Pero, a pesar de sus impedimentos, nunca la oí quejarse, podía levantarse y movilizarse con la ayuda de muletas, se mantenía en pie y participaba en la “Agrupación Lírica Amistad” del Centro Navarro de Buenos Aires, haciéndonos olvidar sus inconvenientes y burlando al destino que seguramente le deparaba un futuro de inmovilidad.
La actitud de Albert Sabin fue ejemplar. Él dijo: «Muchos insistieron en que patentara la vacuna, pero no quise hacerlo. Este es mi regalo para todos los niños del mundo». Y esa fue su voluntad.
Desde 2013 el “Instituto de Vacunas Sabin”, haciendo honor a su nombre, trabaja para extender los beneficios de la inmunización a todas las personas a través de tres ambiciones estratégicas: permitir el acceso y la aceptación de las vacunas, promover el conocimiento y la innovación de las vacunas e investigar y desarrollar nuevas vacunas.
El Instituto es asesor, coordinador y catalizador del cambio sistémico, y trabaja a nivel mundial para fortalecer las políticas, asegurar el financiamiento y generar voluntad política para que los países se “apropien de la inmunización”. Se asocia con países de ingresos bajos y medianos para informar la creación de soluciones políticas y de financiación de la inmunización a largo plazo, dirigidas a las generaciones venideras.
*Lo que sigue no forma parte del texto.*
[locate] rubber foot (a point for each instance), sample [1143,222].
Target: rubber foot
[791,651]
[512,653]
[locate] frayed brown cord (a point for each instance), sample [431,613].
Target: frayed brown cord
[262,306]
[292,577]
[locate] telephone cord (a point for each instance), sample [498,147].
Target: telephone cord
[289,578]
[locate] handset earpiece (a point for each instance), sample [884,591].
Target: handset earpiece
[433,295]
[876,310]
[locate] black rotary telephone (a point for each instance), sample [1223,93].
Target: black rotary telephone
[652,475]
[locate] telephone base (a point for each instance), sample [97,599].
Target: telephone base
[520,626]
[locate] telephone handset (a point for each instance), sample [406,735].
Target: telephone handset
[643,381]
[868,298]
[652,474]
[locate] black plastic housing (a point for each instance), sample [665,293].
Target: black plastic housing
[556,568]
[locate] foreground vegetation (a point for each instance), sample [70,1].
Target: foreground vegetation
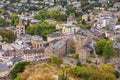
[56,69]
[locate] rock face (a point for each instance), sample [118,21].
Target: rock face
[116,63]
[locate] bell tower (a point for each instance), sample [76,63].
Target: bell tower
[20,28]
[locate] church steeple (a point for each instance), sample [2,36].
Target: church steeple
[20,28]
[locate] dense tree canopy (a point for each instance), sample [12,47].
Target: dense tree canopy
[3,22]
[14,19]
[104,72]
[18,69]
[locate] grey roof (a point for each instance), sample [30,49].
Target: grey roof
[58,45]
[56,34]
[3,67]
[34,51]
[15,59]
[37,37]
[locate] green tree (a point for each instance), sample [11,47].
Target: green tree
[8,36]
[108,50]
[3,22]
[100,46]
[14,19]
[18,69]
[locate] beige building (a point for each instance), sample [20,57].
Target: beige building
[54,36]
[20,28]
[37,42]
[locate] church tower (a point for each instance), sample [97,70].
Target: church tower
[20,28]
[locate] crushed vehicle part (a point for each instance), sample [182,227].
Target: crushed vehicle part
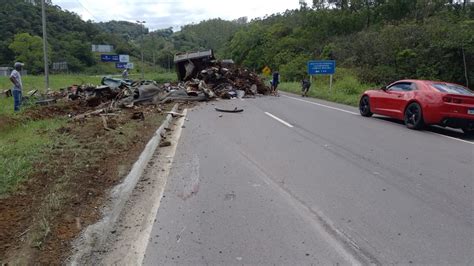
[138,116]
[235,110]
[46,102]
[189,64]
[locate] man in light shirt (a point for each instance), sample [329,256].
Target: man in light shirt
[15,78]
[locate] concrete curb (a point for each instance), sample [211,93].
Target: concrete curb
[96,235]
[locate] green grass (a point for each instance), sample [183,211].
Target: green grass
[21,146]
[346,88]
[56,82]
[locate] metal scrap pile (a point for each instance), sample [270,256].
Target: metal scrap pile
[229,83]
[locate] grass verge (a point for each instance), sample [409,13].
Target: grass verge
[60,172]
[22,144]
[346,88]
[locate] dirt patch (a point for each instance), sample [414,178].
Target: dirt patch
[7,122]
[65,193]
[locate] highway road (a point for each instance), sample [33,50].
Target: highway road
[298,181]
Actualmente participa en el “Proyecto de Equidad de la Vacuna COVID-19”, una red global de más de 1.000 profesionales de inmunización que representan a 115 países, y apoya a los profesionales de la inmunización en los países de ingresos bajos y medianos, para prepararse y poner en funcionamiento programas de vacuna COVID-19 equitativos.